Officials in Oregon are working hard to keep residents of the state safe from exposure to asbestos. Last month we reported on an Oregon bill requiring an asbestos survey prior to demolition of homes. Now, the Metropolitan Planning Organization for the Portland area has issued a new process for commercial haulers dumping material in public disposal sites to certify the load asbestos-free.
According to an announcement on OregonMetro.gov, prior to dumping any materials containing construction, remodeling or demolition debris appropriate documents must be filled out and presented to the bay spotter. Each load will be inspected to ensure it matches the information provided in the documentation. All documentation will be maintained by Metro.
The U.S. Environmental Protection Agency reports there is no safe level of exposure. While the use of asbestos has been curbed in the United States since the late 1970s, the substance is still not banned in the U.S. Asbestos was used in a variety of construction materials prior to the 1980s. Asbestos can be found in older homes and public buildings in the roofing shingles, ceiling and floor tiles, paper products, and cement products, as well as in many other products.
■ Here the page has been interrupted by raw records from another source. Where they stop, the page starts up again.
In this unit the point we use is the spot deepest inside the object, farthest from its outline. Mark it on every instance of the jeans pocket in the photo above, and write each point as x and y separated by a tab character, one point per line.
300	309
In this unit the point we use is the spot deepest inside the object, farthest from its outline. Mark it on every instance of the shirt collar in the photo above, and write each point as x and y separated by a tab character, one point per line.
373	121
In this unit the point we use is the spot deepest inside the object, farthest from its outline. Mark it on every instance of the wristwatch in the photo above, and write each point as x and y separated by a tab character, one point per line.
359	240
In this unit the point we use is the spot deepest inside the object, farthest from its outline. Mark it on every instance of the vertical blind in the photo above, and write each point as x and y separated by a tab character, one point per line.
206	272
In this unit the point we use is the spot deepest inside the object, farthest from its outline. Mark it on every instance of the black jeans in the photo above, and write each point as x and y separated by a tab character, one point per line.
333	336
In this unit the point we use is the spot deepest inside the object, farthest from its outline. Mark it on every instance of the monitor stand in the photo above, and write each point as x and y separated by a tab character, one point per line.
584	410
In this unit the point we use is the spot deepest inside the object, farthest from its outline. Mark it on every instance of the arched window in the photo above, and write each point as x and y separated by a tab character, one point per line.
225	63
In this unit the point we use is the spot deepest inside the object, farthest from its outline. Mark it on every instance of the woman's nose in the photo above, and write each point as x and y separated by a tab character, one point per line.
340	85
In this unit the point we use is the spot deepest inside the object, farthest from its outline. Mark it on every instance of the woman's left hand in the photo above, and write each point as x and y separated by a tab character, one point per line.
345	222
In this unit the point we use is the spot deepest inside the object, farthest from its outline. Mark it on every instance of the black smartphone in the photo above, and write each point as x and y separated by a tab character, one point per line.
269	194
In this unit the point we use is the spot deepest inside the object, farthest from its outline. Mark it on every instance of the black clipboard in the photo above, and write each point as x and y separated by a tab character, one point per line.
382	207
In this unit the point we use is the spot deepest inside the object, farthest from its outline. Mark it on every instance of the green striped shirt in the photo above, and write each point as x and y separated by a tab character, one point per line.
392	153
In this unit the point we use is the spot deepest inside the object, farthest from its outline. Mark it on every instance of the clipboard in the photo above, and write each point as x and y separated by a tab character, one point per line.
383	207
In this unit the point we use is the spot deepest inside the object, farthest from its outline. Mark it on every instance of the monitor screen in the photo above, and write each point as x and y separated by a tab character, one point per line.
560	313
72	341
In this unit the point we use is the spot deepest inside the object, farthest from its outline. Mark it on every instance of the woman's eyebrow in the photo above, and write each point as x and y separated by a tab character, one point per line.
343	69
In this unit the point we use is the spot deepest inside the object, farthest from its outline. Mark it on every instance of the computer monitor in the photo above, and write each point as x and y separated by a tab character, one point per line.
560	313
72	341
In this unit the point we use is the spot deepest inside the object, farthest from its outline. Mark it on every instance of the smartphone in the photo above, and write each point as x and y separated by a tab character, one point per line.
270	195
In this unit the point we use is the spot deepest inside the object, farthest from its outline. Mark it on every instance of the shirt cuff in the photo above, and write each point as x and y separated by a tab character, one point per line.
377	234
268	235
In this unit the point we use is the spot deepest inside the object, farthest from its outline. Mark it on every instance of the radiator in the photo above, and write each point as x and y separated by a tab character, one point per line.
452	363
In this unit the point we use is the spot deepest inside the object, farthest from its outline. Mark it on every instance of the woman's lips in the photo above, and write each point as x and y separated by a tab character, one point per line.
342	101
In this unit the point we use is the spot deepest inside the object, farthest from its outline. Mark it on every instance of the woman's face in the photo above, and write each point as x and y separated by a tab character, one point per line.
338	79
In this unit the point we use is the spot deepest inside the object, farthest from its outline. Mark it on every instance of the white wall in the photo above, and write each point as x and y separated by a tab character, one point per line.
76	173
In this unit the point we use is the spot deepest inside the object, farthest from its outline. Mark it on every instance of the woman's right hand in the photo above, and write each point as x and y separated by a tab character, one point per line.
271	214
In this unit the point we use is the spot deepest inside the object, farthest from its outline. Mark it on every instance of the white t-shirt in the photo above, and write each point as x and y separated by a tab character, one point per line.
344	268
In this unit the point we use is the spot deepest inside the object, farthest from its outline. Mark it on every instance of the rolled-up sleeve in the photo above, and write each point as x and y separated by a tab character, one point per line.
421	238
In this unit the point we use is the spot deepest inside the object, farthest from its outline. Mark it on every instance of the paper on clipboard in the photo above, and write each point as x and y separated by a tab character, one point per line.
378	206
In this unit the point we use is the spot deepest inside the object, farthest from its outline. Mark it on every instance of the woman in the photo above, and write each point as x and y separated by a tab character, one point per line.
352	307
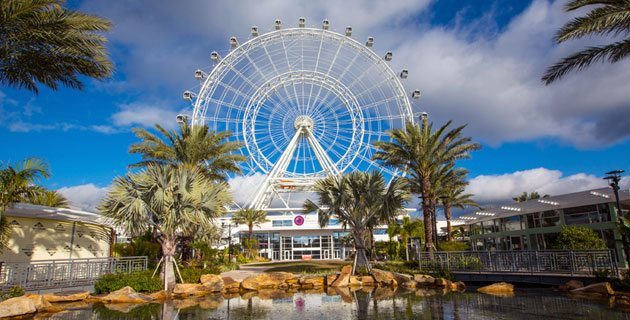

The Oregon Metro policy states in part:
“To protect the health and safety of its employees and customers, Metro’s transfer stations are requiring new documentation about asbestos from all customers.
Commercial haulers with drop-box loads of construction, remodeling and demolition debris must certify that their loads are asbestos free.
Loads of construction and demolition debris brought in by construction contractors and residential DIY-remodelers will be thoroughly screened for asbestos by transfer station staff. Loads with any material suspected of containing asbestos without proper documentation will be turned away.”
The management and removal of asbestos products requires work by a certified asbestos contractor. For a list of accredited asbestos inspectors, analytical laboratories and information about proper handling and disposal of asbestos contact the Oregon Department of Environmental Quality.
Failure to comply with the policy could result in fines, clean-up fees and exclusion from Metro facilities.
Asbestos is a known carcinogen and is shown to cause lung cancer, mesothelioma and other respiratory illnesses. Mesothelioma is a terminal cancer for which few treatment options are available. The disease develops slowly after microscopic asbestos fibers are inhaled or ingested. It can be decades before symptoms present themselves and the cancer is diagnosed. Past asbestos exposure leads to nearly 3,000 mesothelioma diagnoses in the U.S. each year.
The tragedy of mesothelioma is that the disease is completely preventable through the ban of asbestos. Oregon officials are taking a proactive stance in keeping the public safe by keeping asbestos away from them and forcing proper disposal of the toxic material.